„Jawohl, gerade bei Restaurantsbeleuchtung ... Und, wissen Sie, das ist auch ganz natürlich: das Licht in Restaurants ist immer von feuchten Ausdünstungen durchtränkt ...“

„Sie schwitzen einfach!“ sprach Podgurski mit unwiderruflicher Entschiedenheit. „Aber das ist sicher: überall, wo es viele Frauen gibt, da riecht es nach Puder, Parfüms und faulem Fleisch.“

„Was Sie sagen!“ Mishujew lächelte.

„Ja, ja — — — das mag vielleicht wahr sein,“ bemerkte Tschetyrjow.

Als die Dame am Nebentisch sich erhob und ihre Federboa fallen ließ, musterte Opalow mit einem Blick ihre ganze Gestalt und sagte zu Podgurski, während er gleichzeitig Mishujew ansah:

„Nun, so sehen Sie hier: wenn eine Frau plötzlich eine Boa fallen läßt, scheint ihr ganzer Rücken für einen Augenblick nackt!“

„Das ist nicht schlecht,“ billigte Podgurski. „Sie sollten es nur Parchomenko erzählen. Der gibt Ihnen Geld für so was.“

„Sie haben neulich, wie ich glaube, gesagt, daß Sie Parchomenko nicht kennen,“ bemerkte Marussin und wurde verwirrt.
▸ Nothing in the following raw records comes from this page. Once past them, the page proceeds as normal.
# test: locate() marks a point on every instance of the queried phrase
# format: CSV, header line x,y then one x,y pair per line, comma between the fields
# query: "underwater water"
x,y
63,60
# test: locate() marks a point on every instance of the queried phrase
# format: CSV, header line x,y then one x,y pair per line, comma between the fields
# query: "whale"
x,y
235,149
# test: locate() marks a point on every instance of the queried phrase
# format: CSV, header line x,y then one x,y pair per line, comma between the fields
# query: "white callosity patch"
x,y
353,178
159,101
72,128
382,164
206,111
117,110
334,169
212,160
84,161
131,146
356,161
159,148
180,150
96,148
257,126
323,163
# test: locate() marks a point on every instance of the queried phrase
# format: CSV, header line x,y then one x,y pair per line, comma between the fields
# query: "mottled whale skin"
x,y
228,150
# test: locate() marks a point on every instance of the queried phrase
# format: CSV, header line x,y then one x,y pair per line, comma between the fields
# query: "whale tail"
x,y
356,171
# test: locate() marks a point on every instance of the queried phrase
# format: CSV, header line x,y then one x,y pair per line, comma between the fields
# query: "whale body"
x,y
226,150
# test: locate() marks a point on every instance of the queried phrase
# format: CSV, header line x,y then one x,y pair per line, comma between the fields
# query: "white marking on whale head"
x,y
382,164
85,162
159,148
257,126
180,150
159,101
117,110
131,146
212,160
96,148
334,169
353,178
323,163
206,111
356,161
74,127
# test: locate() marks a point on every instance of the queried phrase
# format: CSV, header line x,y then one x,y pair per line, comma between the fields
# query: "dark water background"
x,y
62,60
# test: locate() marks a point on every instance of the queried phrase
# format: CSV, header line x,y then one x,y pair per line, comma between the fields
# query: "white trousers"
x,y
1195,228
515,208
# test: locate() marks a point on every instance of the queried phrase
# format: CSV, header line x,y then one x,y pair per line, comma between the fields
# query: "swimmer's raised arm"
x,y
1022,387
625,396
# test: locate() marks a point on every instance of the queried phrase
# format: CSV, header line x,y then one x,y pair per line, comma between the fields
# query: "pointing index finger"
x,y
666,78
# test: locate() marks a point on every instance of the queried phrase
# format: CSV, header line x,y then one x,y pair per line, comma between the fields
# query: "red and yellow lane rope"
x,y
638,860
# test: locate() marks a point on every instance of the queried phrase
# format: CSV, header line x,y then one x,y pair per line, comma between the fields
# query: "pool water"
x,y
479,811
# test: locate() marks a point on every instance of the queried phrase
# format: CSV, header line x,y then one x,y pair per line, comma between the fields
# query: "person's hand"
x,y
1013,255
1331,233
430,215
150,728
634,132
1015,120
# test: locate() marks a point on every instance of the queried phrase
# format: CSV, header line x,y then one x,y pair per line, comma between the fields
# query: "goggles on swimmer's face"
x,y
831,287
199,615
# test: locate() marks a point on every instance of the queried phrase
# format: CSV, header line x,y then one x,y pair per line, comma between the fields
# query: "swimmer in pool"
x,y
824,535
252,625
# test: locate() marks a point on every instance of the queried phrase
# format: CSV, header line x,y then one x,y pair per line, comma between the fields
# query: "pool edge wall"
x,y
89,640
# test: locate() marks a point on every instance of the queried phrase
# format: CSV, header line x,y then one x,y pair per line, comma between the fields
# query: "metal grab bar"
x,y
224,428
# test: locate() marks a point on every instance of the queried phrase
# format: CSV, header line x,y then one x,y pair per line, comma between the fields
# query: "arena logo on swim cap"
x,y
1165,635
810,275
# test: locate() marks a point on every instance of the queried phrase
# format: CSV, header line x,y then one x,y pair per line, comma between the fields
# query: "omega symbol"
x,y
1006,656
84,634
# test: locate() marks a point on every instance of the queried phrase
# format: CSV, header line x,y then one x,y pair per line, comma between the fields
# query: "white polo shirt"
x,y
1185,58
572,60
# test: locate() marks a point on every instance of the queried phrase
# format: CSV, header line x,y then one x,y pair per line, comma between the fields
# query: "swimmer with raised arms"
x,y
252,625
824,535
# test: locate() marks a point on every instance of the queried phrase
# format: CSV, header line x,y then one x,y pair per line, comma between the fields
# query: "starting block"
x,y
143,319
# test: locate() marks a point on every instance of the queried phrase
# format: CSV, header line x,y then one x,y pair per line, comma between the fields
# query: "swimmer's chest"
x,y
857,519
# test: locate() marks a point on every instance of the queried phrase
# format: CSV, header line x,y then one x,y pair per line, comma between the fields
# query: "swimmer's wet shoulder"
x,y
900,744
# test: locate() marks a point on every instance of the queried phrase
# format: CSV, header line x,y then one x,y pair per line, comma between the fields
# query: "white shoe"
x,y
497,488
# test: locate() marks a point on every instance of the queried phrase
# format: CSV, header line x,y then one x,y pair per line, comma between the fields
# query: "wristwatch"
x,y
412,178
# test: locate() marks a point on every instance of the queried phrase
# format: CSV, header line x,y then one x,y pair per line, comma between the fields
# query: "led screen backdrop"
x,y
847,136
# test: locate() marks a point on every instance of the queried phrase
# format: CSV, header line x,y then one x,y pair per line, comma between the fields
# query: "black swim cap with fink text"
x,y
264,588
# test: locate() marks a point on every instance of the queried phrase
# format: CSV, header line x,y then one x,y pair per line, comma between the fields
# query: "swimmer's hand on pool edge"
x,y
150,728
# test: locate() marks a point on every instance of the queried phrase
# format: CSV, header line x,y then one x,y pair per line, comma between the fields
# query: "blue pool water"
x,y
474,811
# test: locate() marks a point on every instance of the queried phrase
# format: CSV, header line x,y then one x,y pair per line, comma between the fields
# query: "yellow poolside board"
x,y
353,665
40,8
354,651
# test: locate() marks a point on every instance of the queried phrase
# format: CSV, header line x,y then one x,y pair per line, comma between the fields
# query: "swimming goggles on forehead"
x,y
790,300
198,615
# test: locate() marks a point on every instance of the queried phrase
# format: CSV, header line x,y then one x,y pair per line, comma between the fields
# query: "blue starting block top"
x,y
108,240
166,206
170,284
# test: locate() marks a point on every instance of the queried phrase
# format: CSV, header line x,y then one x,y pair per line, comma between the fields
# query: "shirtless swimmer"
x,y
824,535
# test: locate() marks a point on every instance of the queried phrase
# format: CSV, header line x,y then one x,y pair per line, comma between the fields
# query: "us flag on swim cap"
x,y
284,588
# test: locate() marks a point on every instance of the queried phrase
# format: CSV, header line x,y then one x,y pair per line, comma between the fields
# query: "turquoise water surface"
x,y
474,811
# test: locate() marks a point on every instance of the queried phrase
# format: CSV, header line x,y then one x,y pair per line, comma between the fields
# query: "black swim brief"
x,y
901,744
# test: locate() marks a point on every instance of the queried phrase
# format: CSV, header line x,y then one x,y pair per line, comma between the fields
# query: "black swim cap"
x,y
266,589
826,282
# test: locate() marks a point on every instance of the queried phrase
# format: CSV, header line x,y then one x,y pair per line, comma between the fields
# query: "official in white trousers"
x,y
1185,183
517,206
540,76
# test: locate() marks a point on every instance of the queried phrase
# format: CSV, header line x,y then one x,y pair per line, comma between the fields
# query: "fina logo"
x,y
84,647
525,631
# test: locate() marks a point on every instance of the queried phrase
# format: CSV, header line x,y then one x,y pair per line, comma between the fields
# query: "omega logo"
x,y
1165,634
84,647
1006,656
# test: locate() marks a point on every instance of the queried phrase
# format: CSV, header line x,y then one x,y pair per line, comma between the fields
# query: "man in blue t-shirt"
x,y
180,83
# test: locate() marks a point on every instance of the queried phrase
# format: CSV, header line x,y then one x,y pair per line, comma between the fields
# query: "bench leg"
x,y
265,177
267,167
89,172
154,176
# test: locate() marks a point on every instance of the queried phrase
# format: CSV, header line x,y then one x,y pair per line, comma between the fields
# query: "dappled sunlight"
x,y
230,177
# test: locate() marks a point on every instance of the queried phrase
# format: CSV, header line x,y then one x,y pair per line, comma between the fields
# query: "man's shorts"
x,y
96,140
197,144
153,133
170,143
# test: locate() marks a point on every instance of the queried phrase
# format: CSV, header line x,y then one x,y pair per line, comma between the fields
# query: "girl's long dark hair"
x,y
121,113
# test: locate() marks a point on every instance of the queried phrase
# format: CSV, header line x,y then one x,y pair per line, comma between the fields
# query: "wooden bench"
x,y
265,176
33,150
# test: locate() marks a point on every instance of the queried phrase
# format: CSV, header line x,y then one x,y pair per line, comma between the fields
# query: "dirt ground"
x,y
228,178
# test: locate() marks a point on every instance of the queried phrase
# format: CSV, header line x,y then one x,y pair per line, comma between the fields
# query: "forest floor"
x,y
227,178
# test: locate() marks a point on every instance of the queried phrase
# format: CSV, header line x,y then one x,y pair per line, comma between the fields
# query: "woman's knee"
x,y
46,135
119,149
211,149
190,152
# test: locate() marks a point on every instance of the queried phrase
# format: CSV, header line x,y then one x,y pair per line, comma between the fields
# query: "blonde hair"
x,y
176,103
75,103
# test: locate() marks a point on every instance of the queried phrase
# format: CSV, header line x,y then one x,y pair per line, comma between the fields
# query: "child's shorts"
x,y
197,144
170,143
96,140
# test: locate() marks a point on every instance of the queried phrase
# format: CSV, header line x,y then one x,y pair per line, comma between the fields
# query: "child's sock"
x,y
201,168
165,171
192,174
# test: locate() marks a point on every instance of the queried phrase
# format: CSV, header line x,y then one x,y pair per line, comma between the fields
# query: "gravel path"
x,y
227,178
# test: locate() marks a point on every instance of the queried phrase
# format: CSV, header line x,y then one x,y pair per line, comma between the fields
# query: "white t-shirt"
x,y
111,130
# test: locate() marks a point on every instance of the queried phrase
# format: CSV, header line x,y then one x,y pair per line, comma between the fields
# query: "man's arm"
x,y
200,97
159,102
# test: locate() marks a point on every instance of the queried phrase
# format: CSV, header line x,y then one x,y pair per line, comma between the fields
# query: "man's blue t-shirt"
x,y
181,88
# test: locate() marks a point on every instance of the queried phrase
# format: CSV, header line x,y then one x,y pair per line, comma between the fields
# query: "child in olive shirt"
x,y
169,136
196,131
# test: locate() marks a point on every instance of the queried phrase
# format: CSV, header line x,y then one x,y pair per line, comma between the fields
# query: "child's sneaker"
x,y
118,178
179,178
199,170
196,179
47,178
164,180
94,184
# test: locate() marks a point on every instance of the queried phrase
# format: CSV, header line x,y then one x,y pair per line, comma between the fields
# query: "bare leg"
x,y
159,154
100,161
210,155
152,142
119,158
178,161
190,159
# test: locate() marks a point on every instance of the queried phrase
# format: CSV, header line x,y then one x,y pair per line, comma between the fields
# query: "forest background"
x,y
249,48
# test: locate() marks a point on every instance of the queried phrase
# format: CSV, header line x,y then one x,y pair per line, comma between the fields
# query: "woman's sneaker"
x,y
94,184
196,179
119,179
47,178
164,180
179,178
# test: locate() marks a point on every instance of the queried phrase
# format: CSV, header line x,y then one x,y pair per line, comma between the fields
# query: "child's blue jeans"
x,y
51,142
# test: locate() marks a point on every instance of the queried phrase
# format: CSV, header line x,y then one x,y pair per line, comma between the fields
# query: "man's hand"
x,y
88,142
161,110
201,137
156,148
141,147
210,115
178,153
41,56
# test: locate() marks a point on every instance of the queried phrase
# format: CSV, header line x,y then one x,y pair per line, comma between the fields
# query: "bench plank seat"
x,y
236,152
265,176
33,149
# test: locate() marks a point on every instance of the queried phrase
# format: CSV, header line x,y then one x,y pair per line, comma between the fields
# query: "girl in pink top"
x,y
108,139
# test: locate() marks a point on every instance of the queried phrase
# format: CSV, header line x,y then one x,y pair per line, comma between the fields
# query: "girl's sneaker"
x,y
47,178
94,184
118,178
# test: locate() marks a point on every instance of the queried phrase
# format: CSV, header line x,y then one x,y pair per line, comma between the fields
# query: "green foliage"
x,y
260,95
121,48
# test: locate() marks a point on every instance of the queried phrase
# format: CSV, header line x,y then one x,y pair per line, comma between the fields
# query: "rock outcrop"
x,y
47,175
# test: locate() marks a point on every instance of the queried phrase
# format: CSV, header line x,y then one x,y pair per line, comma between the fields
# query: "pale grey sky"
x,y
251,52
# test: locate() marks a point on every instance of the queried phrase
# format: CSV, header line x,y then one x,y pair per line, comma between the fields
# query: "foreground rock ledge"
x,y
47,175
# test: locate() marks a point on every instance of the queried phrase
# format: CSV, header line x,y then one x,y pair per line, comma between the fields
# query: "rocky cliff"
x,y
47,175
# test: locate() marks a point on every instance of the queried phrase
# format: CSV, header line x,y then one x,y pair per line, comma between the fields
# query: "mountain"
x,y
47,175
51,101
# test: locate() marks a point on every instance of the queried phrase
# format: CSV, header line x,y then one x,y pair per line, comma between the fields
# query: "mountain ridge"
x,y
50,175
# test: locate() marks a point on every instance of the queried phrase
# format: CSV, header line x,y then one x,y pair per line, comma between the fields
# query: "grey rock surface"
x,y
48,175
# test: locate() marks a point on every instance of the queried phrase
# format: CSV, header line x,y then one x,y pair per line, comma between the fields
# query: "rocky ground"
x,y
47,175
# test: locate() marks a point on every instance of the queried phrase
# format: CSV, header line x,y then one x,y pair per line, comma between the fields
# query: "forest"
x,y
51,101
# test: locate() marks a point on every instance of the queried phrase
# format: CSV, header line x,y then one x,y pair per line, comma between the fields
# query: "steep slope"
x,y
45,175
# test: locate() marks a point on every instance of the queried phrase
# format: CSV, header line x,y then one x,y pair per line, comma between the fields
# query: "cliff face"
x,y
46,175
„Wirklich? Ja, möglicherweise habe ich es behauptet. Dann habe ich offenbar gelogen,“ erwiderte kaltblütig Podgurski.

Marussin machte den Versuch, ihn anzublicken, begann aber zu blinzeln, errötete etwas, und seine Verwirrung zeigte sich so naiv und aufrichtig, als wäre er und nicht Podgurski beim Lügen ertappt worden.